イジワル上司に恋をして
突然黒川が投げかけたひとこと。
意図が読めない言葉に、目をぱちぱちとさせてしまった。西嶋さんも、若干驚いたようで、不思議そうな声で答える。
「……お茶、ですか?」
「鈴原は、お茶が好きみたいで。聞いたりしたことありますか? 彼女の淹れるお茶はなかなかで。もしお好きなら、鈴原にお勧めの茶葉を教えてもらったらいかがです?」
……なっ、に、を……!!
何を言うんだ! コイツは! どういう意味があって、そんなことを!
しかも、単純に褒められてるかも定かじゃないし! わたしにしたら、ちょっとした嫌味にも聞こえる気がして、両手放して喜んだり出来るわけないし!
あれから振り向くことをしない黒川の後頭部を呆然と見上げてたけど、ジロリと睨みをきかせる。
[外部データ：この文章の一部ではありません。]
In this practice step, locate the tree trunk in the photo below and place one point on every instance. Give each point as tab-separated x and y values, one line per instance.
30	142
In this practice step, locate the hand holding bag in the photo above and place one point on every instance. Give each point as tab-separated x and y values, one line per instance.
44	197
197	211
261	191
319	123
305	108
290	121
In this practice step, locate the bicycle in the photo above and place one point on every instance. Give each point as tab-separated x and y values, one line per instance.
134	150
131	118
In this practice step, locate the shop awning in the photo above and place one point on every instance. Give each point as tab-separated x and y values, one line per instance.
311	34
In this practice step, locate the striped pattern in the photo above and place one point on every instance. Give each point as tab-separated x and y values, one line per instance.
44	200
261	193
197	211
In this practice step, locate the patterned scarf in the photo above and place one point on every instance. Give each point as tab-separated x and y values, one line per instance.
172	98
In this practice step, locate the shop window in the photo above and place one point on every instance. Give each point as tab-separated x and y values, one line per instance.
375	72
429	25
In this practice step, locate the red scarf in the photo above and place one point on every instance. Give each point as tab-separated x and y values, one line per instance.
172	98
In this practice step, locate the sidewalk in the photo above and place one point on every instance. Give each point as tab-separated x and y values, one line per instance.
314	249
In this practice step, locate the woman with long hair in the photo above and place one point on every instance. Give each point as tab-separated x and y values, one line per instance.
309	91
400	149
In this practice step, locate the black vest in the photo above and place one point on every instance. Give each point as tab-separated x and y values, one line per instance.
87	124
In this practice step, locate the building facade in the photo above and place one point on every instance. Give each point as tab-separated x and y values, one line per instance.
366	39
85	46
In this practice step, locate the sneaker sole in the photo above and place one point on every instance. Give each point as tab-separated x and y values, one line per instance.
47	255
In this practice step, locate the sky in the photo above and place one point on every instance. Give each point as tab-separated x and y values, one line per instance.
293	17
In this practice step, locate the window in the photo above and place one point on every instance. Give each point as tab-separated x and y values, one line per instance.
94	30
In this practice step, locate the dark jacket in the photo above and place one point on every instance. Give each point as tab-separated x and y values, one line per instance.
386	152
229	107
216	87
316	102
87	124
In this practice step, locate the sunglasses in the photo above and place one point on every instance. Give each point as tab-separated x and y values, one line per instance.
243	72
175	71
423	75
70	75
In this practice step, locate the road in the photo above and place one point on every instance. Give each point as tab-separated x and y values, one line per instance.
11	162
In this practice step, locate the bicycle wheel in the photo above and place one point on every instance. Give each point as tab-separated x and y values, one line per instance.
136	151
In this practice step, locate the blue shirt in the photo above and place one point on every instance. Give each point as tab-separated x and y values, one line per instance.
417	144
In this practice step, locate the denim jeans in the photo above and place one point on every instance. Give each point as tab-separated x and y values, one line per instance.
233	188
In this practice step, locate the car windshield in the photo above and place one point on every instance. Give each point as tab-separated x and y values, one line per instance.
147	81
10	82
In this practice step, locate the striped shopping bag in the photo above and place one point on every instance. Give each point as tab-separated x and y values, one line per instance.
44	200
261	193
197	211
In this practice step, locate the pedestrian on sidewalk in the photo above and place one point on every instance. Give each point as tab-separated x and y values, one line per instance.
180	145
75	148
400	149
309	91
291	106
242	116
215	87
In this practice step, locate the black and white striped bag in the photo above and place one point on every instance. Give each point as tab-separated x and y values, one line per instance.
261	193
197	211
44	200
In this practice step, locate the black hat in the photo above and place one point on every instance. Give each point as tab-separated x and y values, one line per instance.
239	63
「……いいえ。じゃあ、これからそんな話も彼女から教えて貰えるんですね。お茶をごちそうしてもらうのも楽しみになりました」
そう言った西嶋さんは、にっこり笑顔をわたしに向けて。
思わず背筋が伸びて、頬を赤らめると、気のきいた返しもできない。
「あ。じゃあ、僕、行きますね。ちょっと顔見たくなっただけなので。それじゃ、なの花ちゃん。また連絡する」
「え? あ! は、はいっ……」
手をひらひらっとさせて、あっという間に去って行ってしまった。
それを、なぜか黒川と見送る羽目になったこの状況。どうか、そのままこっちを振り向かないで欲しい……っていう願いは叶うわけもなく。
ゆっくりと振り向いた黒川と目が合う。
ドキリとして、つい目を泳がせた。
目を合わせてなくても、視界にはヤツのブルーのネクタイがチラついて、落ち着こうとしている心を掻き乱す。